In this post we will see 9 tips to make a better a scatter plot with ggplot2 in R to help us understand the relationship between two quantitative variables.
Let us load tidyverse and set our ggplot theme to theme_bw(). Unofficially, changing ggplot2’s default grey theme is the first trick to make you ggplot2 look nicer ;-).
library(tidyverse) theme_set(theme_bw())
Let us use augmented gapminder data for our illustrations. The augmented gapminder data contains extra variable on CO2 emission per each country.
co2_data <- "https://raw.githubusercontent.com/cmdlinetips/data/master/gapminder_data_with_co2_emission.tsv" # load the tsv as data frame gapminder_co2 <- read_tsv(co2_data)
We can see that in addition to six variables from gapminder data set we also have CO2 emission values.
## Parsed with column specification: ## cols( ## country = col_character(), ## year = col_double(), ## co2 = col_double(), ## continent = col_character(), ## lifeExp = col_double(), ## pop = col_double(), ## gdpPercap = col_double() ## )
Scatter Plot with ggplot2
Let us first make a simple scatter plot using ggplot2 in R. Here we will use gdpPercap on x-axis and co2-emission on y-axis.

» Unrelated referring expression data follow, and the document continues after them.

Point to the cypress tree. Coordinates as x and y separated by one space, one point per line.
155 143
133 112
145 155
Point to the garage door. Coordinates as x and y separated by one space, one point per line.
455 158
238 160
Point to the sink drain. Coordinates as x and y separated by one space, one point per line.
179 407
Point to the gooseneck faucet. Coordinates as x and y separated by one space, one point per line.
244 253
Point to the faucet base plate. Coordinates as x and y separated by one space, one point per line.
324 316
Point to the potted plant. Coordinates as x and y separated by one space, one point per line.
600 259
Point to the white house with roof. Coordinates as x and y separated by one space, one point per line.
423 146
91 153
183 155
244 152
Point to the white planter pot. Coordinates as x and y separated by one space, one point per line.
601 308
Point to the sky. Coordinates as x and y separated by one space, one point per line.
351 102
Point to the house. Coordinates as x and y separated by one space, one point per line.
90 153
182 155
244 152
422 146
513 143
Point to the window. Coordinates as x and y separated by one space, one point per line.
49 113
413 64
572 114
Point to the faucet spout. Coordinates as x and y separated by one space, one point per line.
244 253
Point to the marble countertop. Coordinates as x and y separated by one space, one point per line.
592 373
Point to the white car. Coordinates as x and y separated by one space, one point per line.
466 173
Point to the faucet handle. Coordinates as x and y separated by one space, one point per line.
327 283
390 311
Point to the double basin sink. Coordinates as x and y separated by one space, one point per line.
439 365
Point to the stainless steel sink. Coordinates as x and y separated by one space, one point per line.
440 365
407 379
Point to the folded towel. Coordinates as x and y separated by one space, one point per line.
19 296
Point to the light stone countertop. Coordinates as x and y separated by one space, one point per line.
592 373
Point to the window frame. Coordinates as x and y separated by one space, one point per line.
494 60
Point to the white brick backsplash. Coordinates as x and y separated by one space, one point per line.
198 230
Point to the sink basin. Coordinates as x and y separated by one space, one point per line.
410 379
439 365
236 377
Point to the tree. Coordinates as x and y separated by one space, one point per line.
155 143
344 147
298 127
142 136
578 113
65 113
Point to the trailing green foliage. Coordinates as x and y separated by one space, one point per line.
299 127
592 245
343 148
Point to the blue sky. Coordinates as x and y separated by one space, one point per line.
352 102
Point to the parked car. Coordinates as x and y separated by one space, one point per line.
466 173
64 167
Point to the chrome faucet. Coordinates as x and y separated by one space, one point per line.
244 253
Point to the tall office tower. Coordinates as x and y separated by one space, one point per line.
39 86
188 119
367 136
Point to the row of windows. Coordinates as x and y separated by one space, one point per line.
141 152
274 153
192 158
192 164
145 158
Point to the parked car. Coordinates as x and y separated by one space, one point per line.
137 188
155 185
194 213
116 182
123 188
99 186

The way to make scatterplot with ggplot2 is simple. We will feed the data frame to ggplot2 using pipe operator and specify aesthetics of the scatter plot using aes(). The basic aesthetics of scatter plot is specifying the variables to be plotted as scatter plot, i.e. x-axis and y-axis variables.
After we specify the variables for scatter plot, we add a geom_() layer for scatter plot. The geom_() function for scatter plot is geom_point() as we visualize the data points as points in a scatter plot.
gapminder_co2 %>% ggplot(aes(x=gdpPercap,y=co2)) + geom_point()
Now we have made our first scatter plot with gdpPercap on x-axis and CO2 emission on y-axis. A couple of things strike at first when look at the scatter plot.
First is that we do see linear trend between the variables. However, that trend seems to be dominated by the outlier data points. Another thing to notice that is x-axis and y-axis labels and ticks seem bit tiny when compared to the rest of the scatter plot.
Scatter Plot tip 1: Add legible labels and title
Let us specify labels for x and y-axis. And in addition, let us add a title that briefly describes the scatter plot. We can do all that using labs(). To make the labels and the tick mark labels more legible we use theme_bw() with base_size=16.
gapminder_co2 %>% ggplot(aes(x=gdpPercap,y=co2)) + geom_point() + labs(x="GDP per capita", y= "CO2 Emission per person (in tonnes)", title="CO2 emission per person vs GDP per capita")+ theme_bw(base_size = 16)
Now the scatter plot looks definitely better than our first attempt.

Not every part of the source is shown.